The man snorted. “You got that right, friend. And you know what, I hear they have one of those Sterling impersonators lined up to promote the place, even before it’s open.” He then got up and walked to another table, where he sat down and began his sermon again.

Gabriel finished the drink and ordered another one. Unfortunately, his last. The waitress told him the place was closing early so the workers could have one last private cry before going home for good. Then she apologized for the owner: the man in the gray rumbled suit. “He started early.”

She reached for the glass, but Gabriel refused to relinquish it until he had another full one. It was his assurance “Cutie” would return. She had told him her name, but he liked “Cutie” better, easier to remember.

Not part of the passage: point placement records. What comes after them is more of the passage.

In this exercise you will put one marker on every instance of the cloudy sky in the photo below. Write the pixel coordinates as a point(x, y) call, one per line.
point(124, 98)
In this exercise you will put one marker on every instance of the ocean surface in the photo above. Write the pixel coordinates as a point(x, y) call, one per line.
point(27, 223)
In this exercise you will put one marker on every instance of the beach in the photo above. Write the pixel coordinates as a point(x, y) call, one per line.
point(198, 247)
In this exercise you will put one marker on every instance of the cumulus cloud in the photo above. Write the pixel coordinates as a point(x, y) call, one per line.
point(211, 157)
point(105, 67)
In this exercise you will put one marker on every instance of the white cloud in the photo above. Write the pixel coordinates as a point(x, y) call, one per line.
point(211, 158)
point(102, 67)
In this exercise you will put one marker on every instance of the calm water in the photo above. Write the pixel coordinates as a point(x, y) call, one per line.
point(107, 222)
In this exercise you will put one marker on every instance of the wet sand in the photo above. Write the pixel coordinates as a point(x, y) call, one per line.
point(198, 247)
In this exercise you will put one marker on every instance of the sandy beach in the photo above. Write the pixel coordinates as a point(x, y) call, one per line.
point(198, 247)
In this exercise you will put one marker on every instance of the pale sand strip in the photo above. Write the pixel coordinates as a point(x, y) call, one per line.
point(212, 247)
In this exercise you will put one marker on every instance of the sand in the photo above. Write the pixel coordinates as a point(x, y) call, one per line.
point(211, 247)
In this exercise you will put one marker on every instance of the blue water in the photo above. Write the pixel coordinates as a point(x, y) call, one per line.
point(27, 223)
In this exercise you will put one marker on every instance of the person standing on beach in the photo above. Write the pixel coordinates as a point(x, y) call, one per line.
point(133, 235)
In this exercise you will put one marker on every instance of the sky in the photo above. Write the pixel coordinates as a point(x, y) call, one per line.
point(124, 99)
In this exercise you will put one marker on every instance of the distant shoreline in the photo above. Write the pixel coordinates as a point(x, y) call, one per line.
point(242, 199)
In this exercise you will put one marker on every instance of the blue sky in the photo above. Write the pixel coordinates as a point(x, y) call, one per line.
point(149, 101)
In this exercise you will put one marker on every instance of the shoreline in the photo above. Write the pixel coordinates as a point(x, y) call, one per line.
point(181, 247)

He held the empty glass, staring at the bottom. He felt surer than ever, though he no longer believed in them, that it would take a miracle to save his flagging career. “Lord, ‘…Take away this cup from me….’” He snickered and then cursed himself for backsliding. His ex-wife would say there was yet hope for him; his daughter would be ecstatic. Both wanted to see him for their own reasons. For his own reasons, he had avoided going to Tennessee to see them.

The last drink arrived. It was double the size he expected. Gabriel raised himself in his booth and turned his head to thank the bartender. Standing behind the bar was a short man with dark hair in jacket and tie. He looked like—

He snatched the glass from the waitress.

He slumped in his booth and gulped his drink before trying to look at the bar again. If the inevitable was coming, it certainly wasn’t going to catch him sober.

When he looked again, what he saw behind the bar was not Rod Serling. At least not now.